Researchers from the Spanish National Cancer Research Centre (CNIO), have produced the first mouse model that faithfully reproduces the steps of human HCC development, from the appearance of the first lesions in the liver to the development of metastasis. The results, published in the journal Cancer Cell, indicate that diets rich in nicotinamide riboside, a derivative of vitamin B3, protect these mice from developing HCC in its most initial stage, when genotoxic stress is damaging cellular DNA. They also show a curative effect of the diet in those mice that had previously developed the disease.

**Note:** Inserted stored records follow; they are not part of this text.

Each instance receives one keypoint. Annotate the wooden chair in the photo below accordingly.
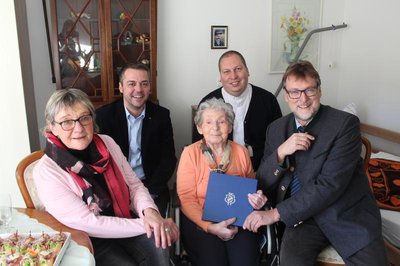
(25, 180)
(329, 256)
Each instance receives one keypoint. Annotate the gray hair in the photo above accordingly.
(66, 98)
(216, 104)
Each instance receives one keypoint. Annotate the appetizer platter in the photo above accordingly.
(33, 249)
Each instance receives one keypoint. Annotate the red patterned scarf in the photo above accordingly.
(82, 172)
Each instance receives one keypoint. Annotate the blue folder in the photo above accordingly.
(226, 197)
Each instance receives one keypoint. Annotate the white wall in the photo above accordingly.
(14, 129)
(369, 68)
(40, 59)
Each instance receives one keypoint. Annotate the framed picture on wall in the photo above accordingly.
(292, 20)
(219, 37)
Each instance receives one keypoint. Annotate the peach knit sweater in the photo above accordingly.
(192, 178)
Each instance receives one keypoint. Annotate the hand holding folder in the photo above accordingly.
(227, 197)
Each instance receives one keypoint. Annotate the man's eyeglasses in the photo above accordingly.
(296, 94)
(70, 124)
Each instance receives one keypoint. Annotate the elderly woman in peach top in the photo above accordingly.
(209, 243)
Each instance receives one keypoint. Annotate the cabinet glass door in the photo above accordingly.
(130, 29)
(78, 41)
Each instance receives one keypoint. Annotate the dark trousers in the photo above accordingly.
(133, 251)
(301, 246)
(208, 250)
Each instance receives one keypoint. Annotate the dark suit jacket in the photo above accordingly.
(263, 109)
(335, 190)
(158, 151)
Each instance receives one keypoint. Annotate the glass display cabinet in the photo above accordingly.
(93, 39)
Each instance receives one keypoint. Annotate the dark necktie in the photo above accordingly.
(295, 184)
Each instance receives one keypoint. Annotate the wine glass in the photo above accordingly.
(5, 212)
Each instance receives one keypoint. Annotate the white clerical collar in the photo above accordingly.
(128, 114)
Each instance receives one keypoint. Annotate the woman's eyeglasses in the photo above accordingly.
(70, 123)
(296, 94)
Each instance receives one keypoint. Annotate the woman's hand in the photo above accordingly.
(224, 230)
(256, 219)
(164, 230)
(257, 200)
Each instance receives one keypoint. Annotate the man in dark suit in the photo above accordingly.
(317, 179)
(254, 107)
(143, 130)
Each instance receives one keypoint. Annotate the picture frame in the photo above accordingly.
(219, 37)
(292, 20)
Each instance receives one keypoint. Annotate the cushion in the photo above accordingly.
(330, 255)
(384, 178)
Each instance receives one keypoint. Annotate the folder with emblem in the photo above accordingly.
(226, 197)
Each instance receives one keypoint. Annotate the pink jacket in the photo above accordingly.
(62, 198)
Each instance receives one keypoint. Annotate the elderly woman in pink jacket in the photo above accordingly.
(86, 183)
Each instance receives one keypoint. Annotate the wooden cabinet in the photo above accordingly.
(93, 39)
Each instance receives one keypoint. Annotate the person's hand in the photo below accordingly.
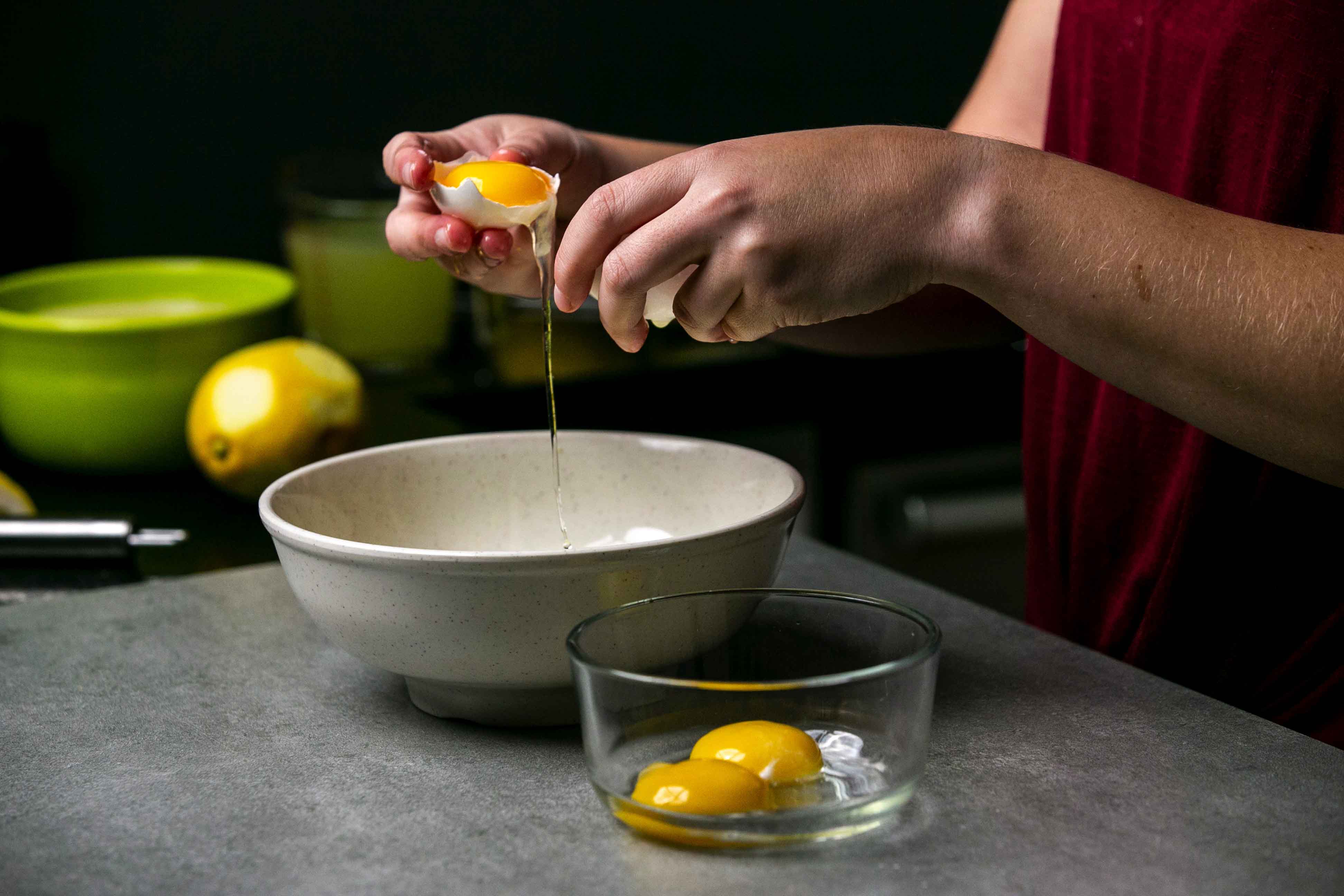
(787, 230)
(495, 260)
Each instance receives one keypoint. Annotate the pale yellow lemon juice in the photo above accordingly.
(375, 308)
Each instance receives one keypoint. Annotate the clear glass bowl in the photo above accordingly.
(855, 673)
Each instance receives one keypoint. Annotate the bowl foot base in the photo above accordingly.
(514, 707)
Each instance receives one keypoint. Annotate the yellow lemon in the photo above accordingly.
(269, 409)
(14, 500)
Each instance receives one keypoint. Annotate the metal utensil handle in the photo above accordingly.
(39, 538)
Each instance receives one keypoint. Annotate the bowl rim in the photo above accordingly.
(928, 651)
(281, 280)
(307, 539)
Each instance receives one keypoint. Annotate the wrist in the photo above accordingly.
(983, 206)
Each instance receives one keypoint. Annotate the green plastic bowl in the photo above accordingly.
(99, 359)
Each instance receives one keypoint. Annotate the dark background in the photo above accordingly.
(160, 130)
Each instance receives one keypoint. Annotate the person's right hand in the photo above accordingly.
(499, 261)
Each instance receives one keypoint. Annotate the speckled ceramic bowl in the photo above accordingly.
(443, 559)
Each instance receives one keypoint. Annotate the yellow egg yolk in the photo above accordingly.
(779, 754)
(507, 183)
(702, 788)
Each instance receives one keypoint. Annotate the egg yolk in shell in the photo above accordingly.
(507, 183)
(779, 754)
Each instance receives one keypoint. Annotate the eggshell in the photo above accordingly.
(468, 203)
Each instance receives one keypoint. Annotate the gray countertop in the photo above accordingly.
(199, 735)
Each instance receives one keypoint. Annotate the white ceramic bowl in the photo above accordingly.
(443, 561)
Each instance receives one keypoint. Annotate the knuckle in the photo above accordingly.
(607, 206)
(617, 274)
(729, 199)
(689, 316)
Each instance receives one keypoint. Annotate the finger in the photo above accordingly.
(495, 244)
(749, 320)
(651, 256)
(611, 214)
(416, 233)
(553, 150)
(409, 158)
(705, 300)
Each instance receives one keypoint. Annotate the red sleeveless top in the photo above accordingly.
(1152, 541)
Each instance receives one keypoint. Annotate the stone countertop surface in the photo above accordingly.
(199, 735)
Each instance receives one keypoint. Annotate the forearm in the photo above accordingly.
(1230, 324)
(935, 319)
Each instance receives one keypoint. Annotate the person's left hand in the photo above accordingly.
(787, 230)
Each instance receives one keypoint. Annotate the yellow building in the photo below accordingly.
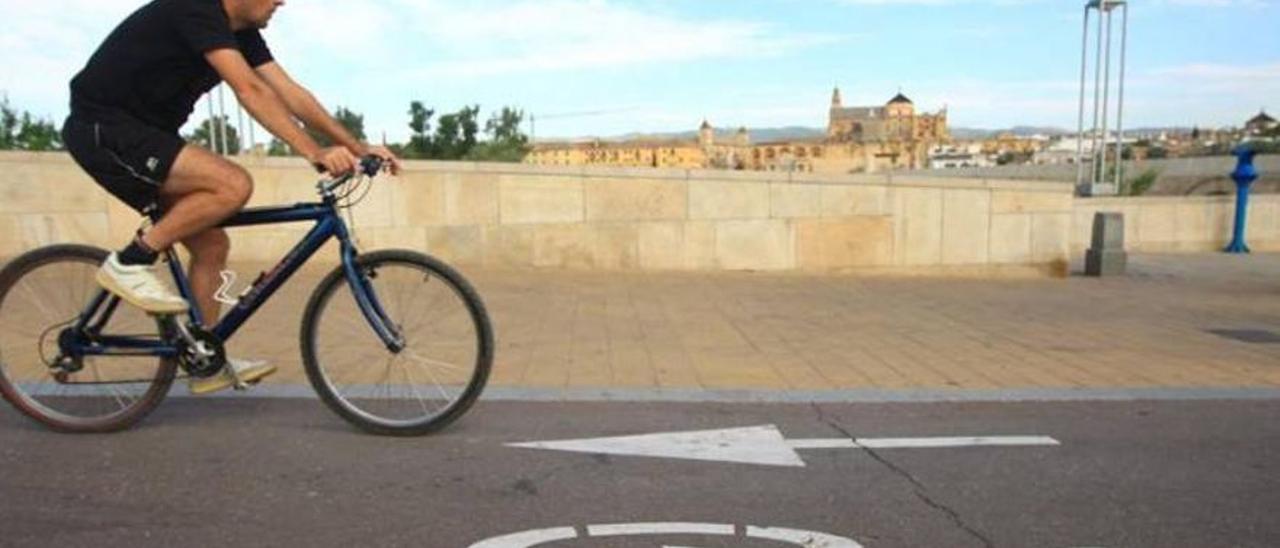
(863, 138)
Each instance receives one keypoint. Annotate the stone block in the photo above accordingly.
(918, 233)
(611, 200)
(563, 246)
(832, 245)
(699, 246)
(462, 245)
(10, 237)
(44, 229)
(661, 246)
(855, 200)
(617, 246)
(795, 201)
(1107, 231)
(417, 199)
(471, 199)
(727, 200)
(1051, 237)
(1157, 224)
(965, 227)
(1027, 201)
(1102, 263)
(508, 246)
(540, 200)
(754, 245)
(1010, 238)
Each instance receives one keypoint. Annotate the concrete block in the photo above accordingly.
(832, 245)
(754, 245)
(661, 246)
(965, 227)
(1051, 233)
(711, 200)
(918, 233)
(855, 200)
(1024, 201)
(471, 199)
(1010, 238)
(540, 200)
(795, 201)
(636, 200)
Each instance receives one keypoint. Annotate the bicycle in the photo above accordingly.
(77, 361)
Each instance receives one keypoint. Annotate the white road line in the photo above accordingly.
(666, 529)
(807, 539)
(526, 539)
(1006, 441)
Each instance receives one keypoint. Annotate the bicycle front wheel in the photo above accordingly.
(42, 296)
(433, 380)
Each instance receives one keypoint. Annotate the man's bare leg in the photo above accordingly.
(201, 191)
(209, 252)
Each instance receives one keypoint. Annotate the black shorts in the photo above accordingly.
(128, 159)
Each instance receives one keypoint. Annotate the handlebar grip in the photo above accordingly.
(370, 165)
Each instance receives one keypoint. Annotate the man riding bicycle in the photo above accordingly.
(127, 106)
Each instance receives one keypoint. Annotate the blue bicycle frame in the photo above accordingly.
(80, 341)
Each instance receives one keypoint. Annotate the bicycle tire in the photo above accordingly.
(352, 412)
(24, 400)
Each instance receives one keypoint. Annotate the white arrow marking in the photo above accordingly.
(759, 444)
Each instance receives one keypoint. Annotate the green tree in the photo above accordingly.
(9, 126)
(39, 135)
(456, 135)
(420, 142)
(279, 149)
(209, 137)
(507, 142)
(21, 131)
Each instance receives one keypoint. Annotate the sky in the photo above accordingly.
(611, 67)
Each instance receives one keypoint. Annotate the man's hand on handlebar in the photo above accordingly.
(336, 160)
(389, 160)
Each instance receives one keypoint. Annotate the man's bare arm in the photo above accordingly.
(268, 108)
(307, 108)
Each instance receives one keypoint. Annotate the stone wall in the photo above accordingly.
(1178, 224)
(506, 215)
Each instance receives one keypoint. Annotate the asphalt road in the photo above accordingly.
(288, 473)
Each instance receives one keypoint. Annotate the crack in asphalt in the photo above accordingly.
(922, 492)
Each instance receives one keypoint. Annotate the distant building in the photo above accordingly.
(1260, 124)
(969, 155)
(859, 140)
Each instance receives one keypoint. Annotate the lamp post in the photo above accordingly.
(1244, 176)
(1098, 181)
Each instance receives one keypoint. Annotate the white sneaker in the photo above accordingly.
(247, 371)
(140, 286)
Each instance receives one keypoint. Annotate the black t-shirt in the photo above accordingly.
(152, 67)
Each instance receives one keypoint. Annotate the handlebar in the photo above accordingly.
(369, 167)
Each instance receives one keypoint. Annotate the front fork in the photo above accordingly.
(362, 288)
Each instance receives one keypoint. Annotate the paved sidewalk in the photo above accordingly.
(1152, 329)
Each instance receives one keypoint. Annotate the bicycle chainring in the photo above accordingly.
(205, 361)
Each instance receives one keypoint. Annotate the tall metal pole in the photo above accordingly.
(213, 124)
(1097, 97)
(1106, 92)
(1084, 64)
(1124, 49)
(240, 126)
(222, 118)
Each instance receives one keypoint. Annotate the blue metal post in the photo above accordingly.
(1244, 176)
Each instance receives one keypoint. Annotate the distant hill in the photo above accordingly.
(801, 133)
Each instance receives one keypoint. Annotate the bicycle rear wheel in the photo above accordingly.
(44, 293)
(421, 388)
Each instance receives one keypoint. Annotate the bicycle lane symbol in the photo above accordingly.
(790, 537)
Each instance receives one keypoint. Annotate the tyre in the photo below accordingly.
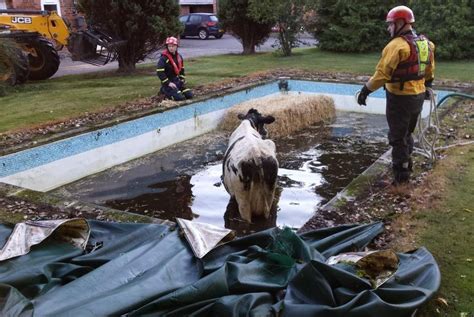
(203, 34)
(43, 59)
(13, 63)
(21, 67)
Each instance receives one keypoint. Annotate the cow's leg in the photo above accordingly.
(245, 208)
(270, 174)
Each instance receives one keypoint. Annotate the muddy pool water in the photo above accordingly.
(184, 180)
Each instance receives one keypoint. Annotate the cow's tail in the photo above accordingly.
(259, 180)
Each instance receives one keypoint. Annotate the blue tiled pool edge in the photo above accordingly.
(44, 154)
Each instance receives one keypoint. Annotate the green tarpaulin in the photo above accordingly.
(149, 269)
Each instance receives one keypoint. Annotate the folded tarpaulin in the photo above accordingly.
(30, 233)
(149, 269)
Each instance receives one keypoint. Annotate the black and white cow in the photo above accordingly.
(250, 167)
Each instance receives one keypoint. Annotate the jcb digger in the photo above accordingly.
(40, 34)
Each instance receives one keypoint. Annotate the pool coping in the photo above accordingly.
(349, 193)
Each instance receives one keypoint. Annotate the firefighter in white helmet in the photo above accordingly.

A MOUSE MODEL FOR HUMAN HEPATIC CANCER
One obstacle to the study of human HCC is the absence of mouse models that replicate the disease, which could be used to investigate molecular pathways or new therapies. Given that human HCC is associated to alterations in hepatocytes survival, and that the URI oncogene plays a role in this process, the researchers genetically engineered mice that contained high levels of URI only in the liver, in a controlled manner over time.
At 30 weeks, the mice with high levels of URI generated sporadic tumours in the liver and even metastasis when the induction lasted longer. The study details how deficiency in nicotinamide adenine dinucleotide (NAD+), a universal compound found in living organisms that is needed to burn calories via cell metabolism, orchestrates the development of the disease.
“An increase in URI reduces cellular NAD+ and as a consequence produces genotoxic stress and DNA damage,” says Nabil Djouder, leader of the study and Head of the Growth Factors, Nutrients and Cancer Group in the BBVA Foundation-CNIO Cancer Cell Biology Programme. “It is still not totally clear, however, why the deficit in NAD+ causes these lesions,” he adds.
ENERGY METABOLISM AND CANCER
The appearance of DNA damage is the first link in the chain of events that activate the carcinogenic process in the liver, even before apoptosis or cell death, as has been described in the literature. “We normally say that oncogenes induce DNA damage. Now we may be able to say, more appropriately, that oncogenes induce NAD+ depletion [or deficits in NAD+] which causes DNA damage,” says Djouder.
The inverse relationship between NAD+ and cancer awakened the curiosity of the researchers: could an increase in NAD+ have beneficial effects on the disease? When the scientists supplemented the diet in genetically modified mice with nicotinamide riboside, a derivative of vitamin B3 that increases intracellular levels of NAD+, they did not observe tumour development. Surprisingly, when they gave this diet to mice that had already developed the disease, the size of the tumours was reduced and they eventually disappeared.
The results have been reproduced in other types of cancer such as pancreatic cancer. “We observed the same results in mice with pancreatic adenocarcinoma with regards to DNA damage, so we could conclude that this treatment is effective on tumours caused by oncogene-induced DNA damage and thus, deficit in NAD+,” says Krishna Tummala, first author of the study.
In addition to working with the mouse model, the authors have collated the results of nearly a hundred human samples. “Those from patients with HCC contain URI levels that double those of healthy samples,” according to the article. The data, which also associates URI with a worse prognosis or evolution of the illness, suggests that the gene could be a possible new HCC marker, and nicotinamide riboside boosting NAD+ levels may have a human relevance.
Several epidemiological studies coincide in associating diets low in tryptophan [a NAD+ precursor] with an increased incidence of certain types of cancer. It has also been observed that daily supplements of vitamin B3 in populations with chronic nutritional deficiencies, reduces the incidence of some cancers including esophageal cancer.
Despite the results, the researchers underline that the efficiency of NAD+ enhancing nutritional supplements to protect healthy cells from chemotoxic stress as a combined therapy in oncology still needs to be demonstrated. Djouder’s team is collaborating with the CNIO Clinical Research Programme, lead by the oncologist Manuel Hidalgo to broaden these studies in mice and evaluate the possibility of carrying out clinical trials in humans in the future.